Hi Jessie, I am not sure as I haven't weight her in a while but she is around 3lb3oz. If that helps.


----------



## My3Girls (Apr 6, 2004)

Shes such a cutie


----------



## Courtney (Jun 2, 2005)

She looks beautiful!! I love the pink on her, definitely her color!!


----------



## nornie (Feb 20, 2006)

:shock: she is one of the cutest chi's i have ever seen!!!!!! Bailey is not very big so i think i will get him an xs harness too!


----------



## Katie (Apr 9, 2005)

It fits her perfect! She looks great. Aren't those toys so cute?? I got the lamb and the duck too :wave:


----------



## princess_ella (Jun 4, 2005)

where did you get the soft toys from?By the way your chi is a cutie.


----------



## Kari (May 13, 2004)

I agree, that is definitely her color!! She is sooo stunning!


----------



## Jen (Sep 13, 2005)

it looks perfect on her julie! 

did you get it at pitter patter pawz? i ask because i ordered teddy & woody's from them and i got a chick and a turtle too  the woman there is sooo nice!


----------



## IcePrincess (Mar 20, 2006)

Aww she looks great in it. Pink looks really good on her.


----------



## IcePrincess (Mar 20, 2006)

I love the little stuffed toys also


----------



## Rubyfox (Jul 11, 2005)

princess_ella said:


> where did you get the soft toys from?By the way your chi is a cutie.


I got them free from the lady to say sorry for the delay...she is really nice and becuse it went so well posting to the uk she is now doing it all the time....goodnews everyone. :wave:


----------



## Mexibeach (Oct 20, 2005)

Awww, how sweet. I just got a red one for Piña - what an awesome harness!!


----------



## *Tiffany* (Sep 27, 2005)

Teddy's mom said:


> it looks perfect on her julie!
> 
> did you get it at pitter patter pawz? i ask because i ordered teddy & woody's from them and i got a chick and a turtle too  the woman there is sooo nice!
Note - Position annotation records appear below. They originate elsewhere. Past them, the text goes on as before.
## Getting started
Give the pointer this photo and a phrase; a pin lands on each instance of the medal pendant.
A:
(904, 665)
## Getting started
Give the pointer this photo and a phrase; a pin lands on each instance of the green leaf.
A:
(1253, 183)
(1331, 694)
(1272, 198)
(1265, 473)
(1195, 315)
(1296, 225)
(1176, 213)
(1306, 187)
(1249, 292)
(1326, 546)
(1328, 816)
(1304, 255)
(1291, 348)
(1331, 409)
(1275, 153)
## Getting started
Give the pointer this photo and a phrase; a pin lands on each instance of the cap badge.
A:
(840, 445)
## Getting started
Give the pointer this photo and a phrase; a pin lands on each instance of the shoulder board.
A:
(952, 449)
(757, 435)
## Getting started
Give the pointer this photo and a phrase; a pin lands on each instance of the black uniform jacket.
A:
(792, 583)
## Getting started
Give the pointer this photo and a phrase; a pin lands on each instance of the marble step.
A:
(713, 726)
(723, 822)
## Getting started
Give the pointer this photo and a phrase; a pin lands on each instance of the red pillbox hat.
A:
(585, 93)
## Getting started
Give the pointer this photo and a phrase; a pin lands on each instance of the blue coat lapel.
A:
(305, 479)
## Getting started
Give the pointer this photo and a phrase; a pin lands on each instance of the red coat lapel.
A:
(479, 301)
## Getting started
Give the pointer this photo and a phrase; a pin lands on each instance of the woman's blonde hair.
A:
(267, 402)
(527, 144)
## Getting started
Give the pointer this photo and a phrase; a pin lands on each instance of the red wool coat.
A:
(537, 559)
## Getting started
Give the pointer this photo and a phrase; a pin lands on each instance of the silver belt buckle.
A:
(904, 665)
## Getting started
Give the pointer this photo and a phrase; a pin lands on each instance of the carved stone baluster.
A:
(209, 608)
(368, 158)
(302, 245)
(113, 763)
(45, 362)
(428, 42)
i got a stuffed lamb too from that lady at pitter latter pawz. its rockys fav toy to carry around now :lol: :lol: she has an awesome business and is very nice!


----------



## Louis (Jan 25, 2005)

she's so nice..I'll be proud if I have her. :wink:


----------



## Ory&C (Mar 20, 2005)

She definitely IS one of the best looking Chis! :wink: Seriously great example of the breed and I love black&tans anyway!!


----------



## Minty_Min82 (Sep 17, 2005)

CUTE


----------